Ветер вдруг затих, катившаяся с неба снежная лавина словно бы замерла,  волны успокоились, прекратив свои бесконечные атаки.
В паре шагов от обрыва Эвертон резким, ломано-рваным движением повернулся ко мне и крикнул, нарушая гнетущее безмолвие:
- Райли! Нормальные люди всегда зовут безумцами тех, кто видит мир настоящим!
Он договорил и тишина оборвалась, резко, так же, как и наступила за пару мгновений до того. 

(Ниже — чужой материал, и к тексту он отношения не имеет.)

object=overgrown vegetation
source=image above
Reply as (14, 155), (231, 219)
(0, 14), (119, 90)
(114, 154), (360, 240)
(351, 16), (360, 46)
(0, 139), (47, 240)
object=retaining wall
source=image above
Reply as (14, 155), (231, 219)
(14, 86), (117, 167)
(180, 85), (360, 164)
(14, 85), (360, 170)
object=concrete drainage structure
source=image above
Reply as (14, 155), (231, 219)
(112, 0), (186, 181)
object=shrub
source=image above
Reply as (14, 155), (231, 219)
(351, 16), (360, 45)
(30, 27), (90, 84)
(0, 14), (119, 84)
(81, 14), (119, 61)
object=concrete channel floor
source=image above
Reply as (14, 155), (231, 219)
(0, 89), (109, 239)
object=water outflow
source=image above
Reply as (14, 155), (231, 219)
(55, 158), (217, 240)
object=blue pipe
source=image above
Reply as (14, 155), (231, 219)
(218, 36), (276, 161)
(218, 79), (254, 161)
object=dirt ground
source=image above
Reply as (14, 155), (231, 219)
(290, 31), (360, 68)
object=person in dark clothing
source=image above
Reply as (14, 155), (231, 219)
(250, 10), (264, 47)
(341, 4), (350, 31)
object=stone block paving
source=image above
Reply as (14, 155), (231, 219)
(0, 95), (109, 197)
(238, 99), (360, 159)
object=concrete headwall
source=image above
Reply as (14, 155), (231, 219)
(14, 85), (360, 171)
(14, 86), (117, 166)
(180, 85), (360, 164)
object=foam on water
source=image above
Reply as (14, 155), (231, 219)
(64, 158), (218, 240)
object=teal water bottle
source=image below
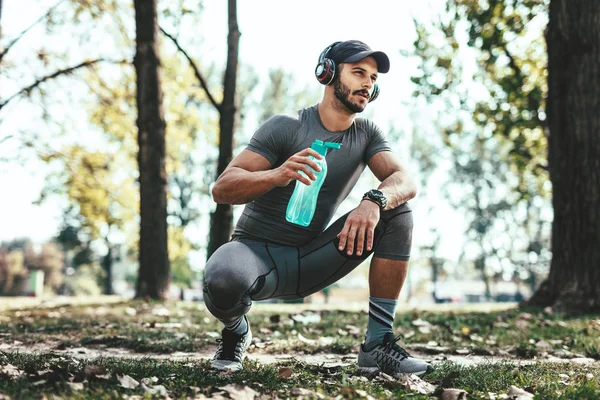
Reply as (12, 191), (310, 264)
(285, 140), (342, 226)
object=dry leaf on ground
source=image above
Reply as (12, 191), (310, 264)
(508, 386), (533, 400)
(398, 374), (437, 394)
(117, 375), (140, 389)
(219, 383), (260, 400)
(440, 389), (468, 400)
(277, 367), (294, 379)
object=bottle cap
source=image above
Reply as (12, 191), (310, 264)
(310, 140), (342, 157)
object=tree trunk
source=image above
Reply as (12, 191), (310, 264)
(102, 245), (114, 294)
(134, 0), (169, 299)
(207, 0), (240, 258)
(527, 0), (600, 312)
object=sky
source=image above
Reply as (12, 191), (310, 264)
(0, 0), (462, 266)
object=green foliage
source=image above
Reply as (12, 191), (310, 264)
(412, 0), (548, 198)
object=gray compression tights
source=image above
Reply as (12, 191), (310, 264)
(204, 203), (413, 320)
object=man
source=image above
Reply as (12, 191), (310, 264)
(204, 40), (429, 375)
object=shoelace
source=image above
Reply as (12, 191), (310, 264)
(385, 335), (410, 361)
(215, 333), (244, 360)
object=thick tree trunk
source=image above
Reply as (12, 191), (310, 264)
(134, 0), (169, 299)
(528, 0), (600, 312)
(207, 0), (240, 258)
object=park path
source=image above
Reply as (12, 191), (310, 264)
(5, 344), (600, 368)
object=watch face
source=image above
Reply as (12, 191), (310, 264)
(371, 189), (383, 198)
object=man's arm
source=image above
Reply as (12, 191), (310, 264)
(337, 151), (417, 256)
(212, 149), (321, 204)
(367, 151), (417, 210)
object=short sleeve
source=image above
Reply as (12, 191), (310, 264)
(246, 115), (298, 165)
(364, 121), (392, 163)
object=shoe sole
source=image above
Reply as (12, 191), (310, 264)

За спиной Эвертона с грохотом и страшным треском взметнулась чудовищных размеров черно-серая, пенная волна, которой, казалось под силу поглотить целиком весь остров вместе с маяком. Из облаков снова повалил снег, а ветер понес его прямо на нас. И тогда, вскрывая снежную стену своим крутобоким, неуклюже массивным корпусом, на берег, прямо на Эвертона, накатил огромный корабль, оседлавший морской вал словно всадник непокорного жеребца. Вдоль борта его, огромными, черными с позолотой буквами было написано название, прочтя которое, я испытал могильный холод и подумал, не помутился ли сам рассудком. 
«Алекто». 
Я крикнул бы во всю глотку, имей хоть немного сил. Ведь такого просто не должно быть, Эвертон лишь безумец и не более!
От страшного потрясения позабыв о недуге, вытирая сочившиеся из глаз слёзы, наблюдал я за происходящим и готов поклясться в том, что на носу того корабля увидел человеческую фигуру. Женщина в чёрном, струящемся на ветру платье, с лицом, покрытым вуалью. Неподвижна, словно статуя, неотвратима, подобно судьбе. 
Эвертон шел навстречу кораблю, поднимая револьвер.
- Я здесь и больше не собираюсь бегать от тебя! - Проревел он громовым голосом.
Тело мое скрутил жесточайший спазм, я свернулся клубком. 
Раздался выстрел, громкий, подобно пушечному. Куда он стрелял, Господи, куда?!
Я не добежал до него. Не дошел, не дополз, не доковылял. Неважно каким образом я бы это сделал, но я не сделал. Не смог, проклятая Иравади предательски атаковала меня и я как улитка, прячущаяся в скорлупу, не замечая ничего более перед собой, уполз в конуру, служившую нам с Эвертоном пристанищем. 
Развернуть пакет из желтой, противно шуршащей бумаги. Разомкнуть сведенные судорогой челюсти. Всыпать ненавистный порошок в оскаленный гниющими обломками зубов рот. Запить блевотного вкуса гадость водой. Ждать. 
Еще немного мучения, названного жизнью, вымолено у бога или черта, теперь без разницы. Не мной, хинином вымолено. Моих молитв им мало, они им не по душе.